Vault has a lot of cool technology in it! For another side project, I tried combining the
Shamir Secret Sharing
package from Vault
with the
Format-Preserving Encryption
package from CapitalOne
into my project
shamirfpe
.
Back to the topic at hand. The client wanting to assert ownership of an IAM role will pre-sign an STS
GetCallerIdentity
request, which can then be executed by a trusted entity. Handing over this signature will not compromise the security of the IAM role secret keys. The trusted entity will get a response directly from AWS STS, which can be trusted. We then know the caller has that specific role session. Even administrators will not be able to generate application tokens if they are not trusted in the assume role policy. This maintains the same security posture as IAM-based access to AWS resources.
The presign and execute process could be done on every app request, but making a network call every time is slow and susceptible to throttling. We instead sign that assertion with
KMS asymmetric keys
. The RSASSA_PKCS1_V1_5_SHA_256
algorithm supported by KMS is the same one used for RS256
signed JWTs.
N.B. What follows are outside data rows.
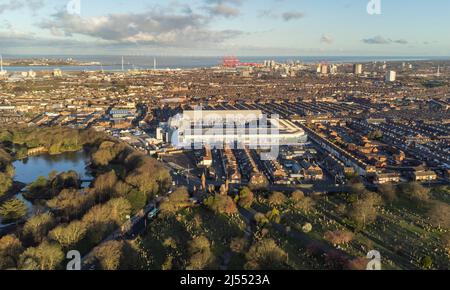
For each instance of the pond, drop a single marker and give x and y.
(29, 169)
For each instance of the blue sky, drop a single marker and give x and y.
(225, 27)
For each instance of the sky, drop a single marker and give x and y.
(225, 27)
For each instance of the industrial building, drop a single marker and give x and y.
(232, 127)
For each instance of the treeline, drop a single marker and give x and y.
(6, 172)
(80, 219)
(55, 140)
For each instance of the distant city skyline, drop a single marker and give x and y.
(224, 27)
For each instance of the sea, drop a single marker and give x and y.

Constructing the appropriate JWT header and body allows us to issue industry-standard tokens that can be verified by client libraries across many languages. In the standard JWT verification process, the verifier can have multiple public key IDs to support rotation of a specific key upon compromise. The backup signing key[s] can have deny policies in KMS during normal operation. If a key is compromised, it can be scheduled for deletion thereby disabling the key. The next key can be enabled for usage without applications having to always check the public key endpoint.
Below is a sequence diagram representing the three parties (client, assertion validator, and target resource) and two AWS services (STS and KMS.)
My previous Sigv4 signer integration was in Java using the AWS SDK AWS4Signer , so I wanted to use some other languages for this exercise.
- Request formulation and presigning
- JavaScript via AWS SDK middleware . This is a more roundabout hack method, but the SDK manages pulling credentials from the metadata endpoint and maintaining a fresh session token component
- JavaScript via AWS SDK SignatureV4 module. The code is very straightforward, but doesn’t pull the credentials for you.
- The cleanest way is using the external dependency from Michael Hart
aws4
- Posting to STS, signing with KMS, and constructing JWT - Python
- JWT verification - Go
The main shortcoming of this idea and why it isn’t practical for use by itself in a production scenario is it only addresses authentication, not authorization. I believe AWS IAM roles are about the best root of trust available, but a good authorization system is necessary. Hashicorp Vault and CyberArk bring robust implementations on the authorization side, but that is not something I would want to code custom.
This is where AWS VPC Lattice comes in. I was very excited to hear about it when I attended Re:Invent last year. I switched my schedule around to go to a talk by the Lattice team. AWS API Gateway private APIs to backends over PrivateLink accomplishes something similar from a security perspective but has a much more complex set of AWS resources. That is worth it when you are trying to achieve API governance, but sometimes you just want a simple connection with good security. The VPC lattice target group construct achieves this perfectly. VPC lattice uses IAM-format auth policies , very similar to API Gateway IAM authentication. I was hoping that the ARN format would be a stable identifier based on service name so they would still work if a service was deleted and recreated, but it seems to be a random ID like API Gateway. I looking forward to reading more about and hopefully playing with VPC Lattice in the future.